Pajączek właśnie siedział w domu i jadł na szybko obiad, bo szykował się do wyjścia jeszcze przed ciocią May i jej na pytań. Gdy Clint znalazł się szybko na helicarrierze i szedł w stronę pokoju Wade'a. Cały helicarrier był spokojny, nic szczególnego się w nim nie działo. Każdy był zaszyty w swoim kącie. Wade spał skulony, a Demon leżał przy nim czując jak coś jest nie tak. Barton kierował się z nie wielkim pudłem do pokoju Wade'a aby mu podrzucić spreje i farbę.
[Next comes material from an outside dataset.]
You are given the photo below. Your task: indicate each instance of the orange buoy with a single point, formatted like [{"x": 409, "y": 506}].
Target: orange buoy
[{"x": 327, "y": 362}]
Chłopak był rozpalony i delikatnie się trząsł gdyż było mu zimno. Stanął pod drzwiami i delikatnie zapukał i czekał na odpowiedź, nie bardzo znał kod do jego drzwi. Wade usłyszał pukanie do drzwi. Niechętnie wstał z łóżka przez przypadek Demon upadł na łóżko gdyż go nie zauważył i ruszył do drzwi opatulając się szczelniej w koc.
Po chwili otworzył drzwi do swego pokoju.
-Ohom.. -stwierdził Clint widząc Deadpool'a w kocu. -Przeszkadzam? Jesteś sam? -uniósł brew.
-Nie przeszkadzasz - mruknął cicho - i jestem sam.
-To w co się bawisz? -spytał. -Mogę wejść?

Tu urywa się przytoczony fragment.